On top of this you have three new staff to train and have to arrange NVQs for six more. Eight food hygiene certificates are also coming up for renewal. Your assessor left two months ago and your training provider is swamped. If you put off a lot of other things perhaps you can find an hour to sort this out.

In that hour you will need to identify possible training providers, ask them for prices and details, consider whether their course matches your needs, determine their quality and reliability, consult your staff, organise the training, work out the timescale in which to complete it and, of course, pay for it. And you will probably need some funding to help. Good luck.

Managers yearn for a single point of contact for this type of information. Well, there is. Some organisations that can help include:

– Training organisation Topss. Get in touch with Topss England (in Scotland, Wales and Northern Ireland the respective social care/services council will need to be contacted). There are nine regional committees, regional development officers and usually a small administrative centre. Try the administrative centre first. Topss distributes most of its funding through local independent partnerships. In some areas there may also be a “gateway” to the information you need. There is likely to be a partnership near you and the regional structure will be able to help you find them and perhaps give other advice. Even if the partnerships cannot help with funding they have all jumped through these hoops and will be able furnish a list of reliable training providers, their services and how much they cost. Visit www.topss.org.uk

– Local council. Many local authorities have a separate social services training section. This may be based in the social services department, its corporate section or in external trusts or partnerships. Often there is a manager with responsibility for “workforce development” (or similar) in the independent sector. These folk tend to have a wide remit and can quickly give information about what is available locally and how to access it. Any training provider working with a local authority will have been through the quality assurance mill. If you’re unable to find the right person try the Topss England regional structure again; many of these managers are linked into that in some way. Or try Natopss (the national body of training officers), which will have a local contact at www.natopss.info

– Trade organisations. There are many of these and the best ones have a strong local base. Become involved and go to meetings. These are invaluable opportunities for networking and sharing. Nearly everyone there will have common issues and many will have solutions and active initiatives. Above all, these people invest their most precious resource – time – in their own business and the sector as a whole. They are worth talking to.

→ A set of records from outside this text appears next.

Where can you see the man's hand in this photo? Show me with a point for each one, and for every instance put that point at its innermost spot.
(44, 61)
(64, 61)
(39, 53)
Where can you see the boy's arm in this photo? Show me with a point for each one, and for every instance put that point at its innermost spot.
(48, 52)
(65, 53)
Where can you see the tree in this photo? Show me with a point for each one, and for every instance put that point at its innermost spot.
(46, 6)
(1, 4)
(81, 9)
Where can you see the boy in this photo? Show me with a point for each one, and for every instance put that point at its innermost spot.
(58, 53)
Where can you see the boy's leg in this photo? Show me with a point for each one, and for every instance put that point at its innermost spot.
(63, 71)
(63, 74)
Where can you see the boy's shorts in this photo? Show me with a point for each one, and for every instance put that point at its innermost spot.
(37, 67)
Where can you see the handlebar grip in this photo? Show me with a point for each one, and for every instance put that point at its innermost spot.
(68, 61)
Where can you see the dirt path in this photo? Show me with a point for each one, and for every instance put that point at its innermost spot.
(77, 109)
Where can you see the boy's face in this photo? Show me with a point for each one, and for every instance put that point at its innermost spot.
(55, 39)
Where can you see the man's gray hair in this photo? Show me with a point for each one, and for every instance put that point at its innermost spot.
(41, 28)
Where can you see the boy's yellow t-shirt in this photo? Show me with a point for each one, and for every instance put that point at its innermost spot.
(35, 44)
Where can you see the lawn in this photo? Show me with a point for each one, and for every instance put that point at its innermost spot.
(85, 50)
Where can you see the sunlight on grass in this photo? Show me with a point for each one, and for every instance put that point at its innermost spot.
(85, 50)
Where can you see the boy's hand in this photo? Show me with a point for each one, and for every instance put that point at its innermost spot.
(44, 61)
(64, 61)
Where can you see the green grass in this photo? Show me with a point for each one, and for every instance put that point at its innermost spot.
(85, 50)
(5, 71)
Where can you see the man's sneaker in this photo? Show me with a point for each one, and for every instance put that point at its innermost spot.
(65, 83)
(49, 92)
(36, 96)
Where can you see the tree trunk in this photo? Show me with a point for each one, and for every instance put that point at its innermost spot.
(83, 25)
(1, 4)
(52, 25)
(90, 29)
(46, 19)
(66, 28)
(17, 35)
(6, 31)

– Umbrella organisations for training providers. These can give you a list of members in your area. They include learning difficulties organisation the Association for Real Change (www.arcuk.org.uk)  and the Association of Care Trainers and Assessors Network (www.actan.net). There are other local organisations.

– Business Link. Born out of the training and enterprise councils, these are the local business advisory teams. The exact name may vary. Details are available from the website (www.businesslink.gov.uk). Many of these now have strong links with the care sector and can be a valuable source of advice for both local issues and general business advice.

– Learning and Skills Council. The main funding body for further education (www.lsc.gov.uk) Many of these are funding initiatives in the care sector to match supply and demand. Phone them to find out what is available.

– Set up a local training consortium.  As few as four local care homes each with four staff needing the same training, for example manual handling, have enough candidates to organise a course themselves. One may even have a training room. Although the consortium would need to be formal to prevent problems, this approach works well if all participants cooperate. Do be aware, though, that the administrative burden can be horrendous.

– Train your own NVQ assessors. The lack of assessors is the single biggest blockage in accessing training. Accept that some will leave but also know that you are providing a route of progression for them. This attracts and motivates staff. You don’t have to become a full training centre; you can work with an existing centre. In the not-too-distant future this approach will probably attract mainstream funding as a matter of course.

There is a lot that you can do quickly. It may take a few days, even weeks, to start seeing the results, but it does work. The way to make it work is to gain knowledge and experience from what other people have done before starting to apply it in your own business.

David Mortimer is an independent consultant for workforce development in health and social care. He was previously a regional development officer for Topss England.

Top tips

  • Network. Get in touch with local trade forums. They are invaluable sources of information and opportunity.
  • Use official bodies such as Topss to point you in the right direction. It is what they are there for.
  • Know what you want. Training always seems to be based around the provider. Tell them you want the training on or near your premises at the time you specify and to cover what you want it to.

Rubbish tips

  • Do it all by phone. Never use the internet or go to meetings – they only take up time and money.
  • If you get no reply, or are forwarded to yet another person or just hit a dead end – give up. The effort isn’t worth it.
  • Plunge straight in because you have identified the best possible solution you had the time to find.